Audits and inspections of your IT infrastructure

Workplaces and equipment:

• cable systems,
• uninterruptible power supplies,
• office equipment,
• servers.

Software:

• availability of licenses
• rights to use
• compliance of installed programs.

Channels of communication:

• data channels,
• telephony,
• corporate email.

Information Security:

• antivirus protection,
• antispam,
• network settings,
• storage systems, etc.

Even if your company has a system administrator in the staff, he can’t himself provide an independent audit, he will encounter a number of problems. A large amount of work cannot be combined with his current duties.

Possible problems are:

• lack of qualified staff;
• lack of understanding the need of an audit by the company’s management;
• incomplete documentation of hardware and software;
• the need to establish a complete list of passwords;
• problems of cooperation with remote offices.

Separately it can be indicated the disinterest of the full-time system administrator to show the true state of affairs. In this case, it is necessary to entrust the audit to a specialized company interested in providing objective information.

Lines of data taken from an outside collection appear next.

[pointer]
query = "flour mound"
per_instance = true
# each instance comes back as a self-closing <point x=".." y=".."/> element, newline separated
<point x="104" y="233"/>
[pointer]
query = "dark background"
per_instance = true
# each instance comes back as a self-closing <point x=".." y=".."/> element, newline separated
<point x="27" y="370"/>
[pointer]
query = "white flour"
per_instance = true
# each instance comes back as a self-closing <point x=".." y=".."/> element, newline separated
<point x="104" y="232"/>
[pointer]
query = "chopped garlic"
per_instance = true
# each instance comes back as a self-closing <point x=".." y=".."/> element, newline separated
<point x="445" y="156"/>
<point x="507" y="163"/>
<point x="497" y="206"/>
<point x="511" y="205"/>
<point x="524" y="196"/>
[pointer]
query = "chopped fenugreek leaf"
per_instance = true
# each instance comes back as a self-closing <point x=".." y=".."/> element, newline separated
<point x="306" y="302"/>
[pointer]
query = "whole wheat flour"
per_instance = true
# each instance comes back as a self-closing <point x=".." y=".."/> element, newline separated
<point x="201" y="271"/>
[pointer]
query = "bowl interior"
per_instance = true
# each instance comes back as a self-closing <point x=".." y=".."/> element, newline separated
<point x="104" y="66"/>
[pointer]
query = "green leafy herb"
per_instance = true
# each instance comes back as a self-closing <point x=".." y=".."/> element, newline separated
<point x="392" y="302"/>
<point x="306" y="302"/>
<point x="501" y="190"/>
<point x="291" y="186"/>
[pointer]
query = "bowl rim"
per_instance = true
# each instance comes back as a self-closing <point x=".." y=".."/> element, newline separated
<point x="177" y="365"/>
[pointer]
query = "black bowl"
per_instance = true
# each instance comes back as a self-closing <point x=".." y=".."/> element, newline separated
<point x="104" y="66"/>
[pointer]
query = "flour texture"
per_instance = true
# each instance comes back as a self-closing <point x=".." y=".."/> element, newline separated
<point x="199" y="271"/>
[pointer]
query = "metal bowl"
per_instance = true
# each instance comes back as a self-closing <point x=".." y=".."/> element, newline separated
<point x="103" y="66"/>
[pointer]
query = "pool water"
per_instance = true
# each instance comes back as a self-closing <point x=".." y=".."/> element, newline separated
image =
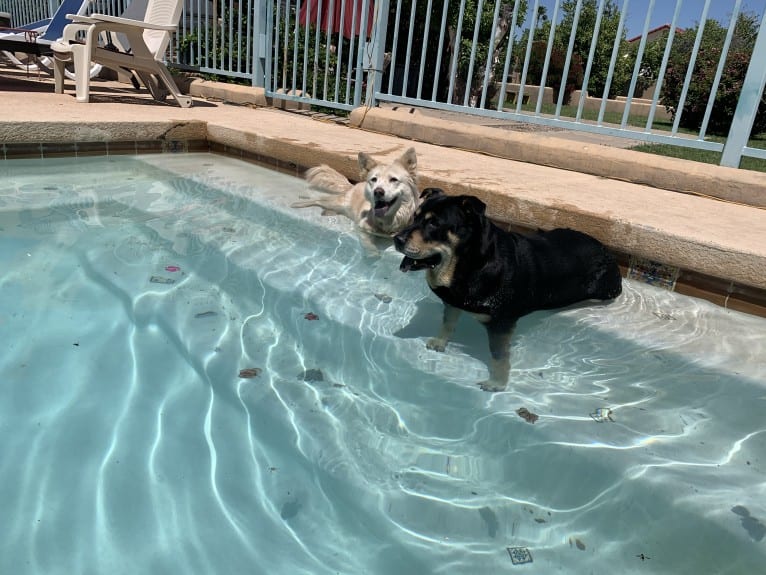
<point x="197" y="378"/>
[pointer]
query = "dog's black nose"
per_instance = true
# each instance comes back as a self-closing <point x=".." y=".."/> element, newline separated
<point x="399" y="241"/>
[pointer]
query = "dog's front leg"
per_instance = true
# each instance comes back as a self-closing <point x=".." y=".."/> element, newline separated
<point x="500" y="364"/>
<point x="449" y="321"/>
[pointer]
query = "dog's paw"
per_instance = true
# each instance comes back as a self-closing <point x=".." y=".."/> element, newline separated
<point x="491" y="385"/>
<point x="436" y="344"/>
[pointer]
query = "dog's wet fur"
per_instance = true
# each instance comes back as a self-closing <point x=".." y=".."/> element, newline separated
<point x="382" y="203"/>
<point x="499" y="276"/>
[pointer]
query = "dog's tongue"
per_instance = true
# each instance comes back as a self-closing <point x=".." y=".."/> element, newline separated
<point x="409" y="265"/>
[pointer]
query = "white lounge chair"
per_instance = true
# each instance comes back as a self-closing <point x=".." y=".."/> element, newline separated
<point x="34" y="39"/>
<point x="148" y="39"/>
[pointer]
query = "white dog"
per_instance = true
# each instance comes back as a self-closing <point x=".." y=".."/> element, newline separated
<point x="382" y="203"/>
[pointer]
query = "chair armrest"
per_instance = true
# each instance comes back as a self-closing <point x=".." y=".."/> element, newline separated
<point x="103" y="18"/>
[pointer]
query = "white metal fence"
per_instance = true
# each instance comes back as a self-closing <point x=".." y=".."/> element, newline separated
<point x="565" y="63"/>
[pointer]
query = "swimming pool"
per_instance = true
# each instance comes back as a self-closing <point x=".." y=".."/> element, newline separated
<point x="198" y="379"/>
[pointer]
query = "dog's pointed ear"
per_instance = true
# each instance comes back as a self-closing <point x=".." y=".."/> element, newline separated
<point x="472" y="204"/>
<point x="429" y="193"/>
<point x="366" y="163"/>
<point x="410" y="161"/>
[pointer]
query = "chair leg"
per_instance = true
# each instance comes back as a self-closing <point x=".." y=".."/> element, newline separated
<point x="81" y="58"/>
<point x="170" y="84"/>
<point x="58" y="74"/>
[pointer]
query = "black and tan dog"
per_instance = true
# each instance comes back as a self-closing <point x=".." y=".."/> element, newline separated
<point x="499" y="276"/>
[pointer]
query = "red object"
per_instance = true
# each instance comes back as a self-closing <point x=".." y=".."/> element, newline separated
<point x="329" y="15"/>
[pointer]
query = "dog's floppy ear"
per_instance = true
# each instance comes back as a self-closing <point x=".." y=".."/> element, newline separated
<point x="410" y="161"/>
<point x="472" y="204"/>
<point x="429" y="193"/>
<point x="366" y="163"/>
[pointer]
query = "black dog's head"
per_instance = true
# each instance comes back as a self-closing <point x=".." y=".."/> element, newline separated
<point x="441" y="225"/>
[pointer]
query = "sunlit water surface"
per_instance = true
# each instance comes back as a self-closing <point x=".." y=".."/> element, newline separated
<point x="135" y="290"/>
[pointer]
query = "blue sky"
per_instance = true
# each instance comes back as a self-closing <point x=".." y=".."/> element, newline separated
<point x="691" y="11"/>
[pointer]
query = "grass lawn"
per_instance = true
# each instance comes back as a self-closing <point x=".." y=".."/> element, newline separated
<point x="705" y="156"/>
<point x="758" y="141"/>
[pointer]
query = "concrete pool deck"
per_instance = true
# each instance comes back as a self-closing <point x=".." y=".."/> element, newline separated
<point x="712" y="248"/>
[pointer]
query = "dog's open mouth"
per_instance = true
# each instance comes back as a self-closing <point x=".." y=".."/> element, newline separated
<point x="382" y="207"/>
<point x="409" y="264"/>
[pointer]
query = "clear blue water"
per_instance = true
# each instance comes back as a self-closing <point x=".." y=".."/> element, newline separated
<point x="130" y="443"/>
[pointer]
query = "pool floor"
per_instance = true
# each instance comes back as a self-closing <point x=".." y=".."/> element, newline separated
<point x="197" y="378"/>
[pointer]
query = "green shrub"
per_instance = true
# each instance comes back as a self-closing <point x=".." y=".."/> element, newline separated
<point x="705" y="68"/>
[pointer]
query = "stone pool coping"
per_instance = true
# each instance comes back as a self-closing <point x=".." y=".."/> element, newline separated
<point x="710" y="248"/>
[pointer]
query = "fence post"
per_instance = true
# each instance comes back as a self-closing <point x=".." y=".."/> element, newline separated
<point x="374" y="67"/>
<point x="749" y="99"/>
<point x="259" y="45"/>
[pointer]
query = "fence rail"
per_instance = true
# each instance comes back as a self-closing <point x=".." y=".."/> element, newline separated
<point x="563" y="63"/>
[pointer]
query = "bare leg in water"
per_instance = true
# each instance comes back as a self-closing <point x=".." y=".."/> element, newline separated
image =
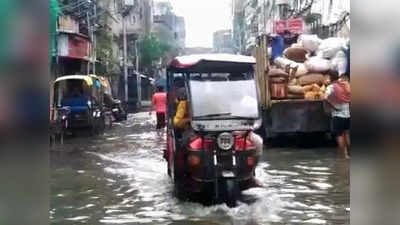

Outsourcing companies have a staff capable of providing a quick audit and offering a turnkey solution.

During the audit of the IT infrastructure’s hardware, the following rules must be adhered:

• equipment audit should be carried out according to selected categories — servers, peripherals, passive or active network equipment, power supplies, auxiliary equipment;
• independent drawing up of SCS schemes, existing ones may contain errors;
• assessment of the equipment state, data on the service lifetime must be clarified in the accounting department;
• analysis of equipment compliance with the tasks;
• assessment of the capacity of servers, that is necessary for making a decision on their modernization, replacement or merging;
• server virtualization, which help to avoid the purchase of new equipment;
• participation of system aggregators in the process of organizing budgetary communication with branches.

All changes made as a result of the audit (tested schemas, data, passwords, configurations) must be documented.

The IT infrastructure audit report includes the following sections:

1. table of contents;
2. office layout with the designation of separate spaces;
3. local network diagram, topology;
4. list of active network equipment;
5. passive components of the local network;
6. external services;
7. workplaces, including planned and vacant ones;
8. equipment and software used by staff at the workplaces;
9. periphery equipment;
10. identified problems, ways to eliminate them;
11. network administrator’s note;
12. measures to improve the work of the company’s IT-sphere;
13. comments.

One of the main results of the audit is specific recommendations for improving the efficiency of the IT infrastructure and enhancing security.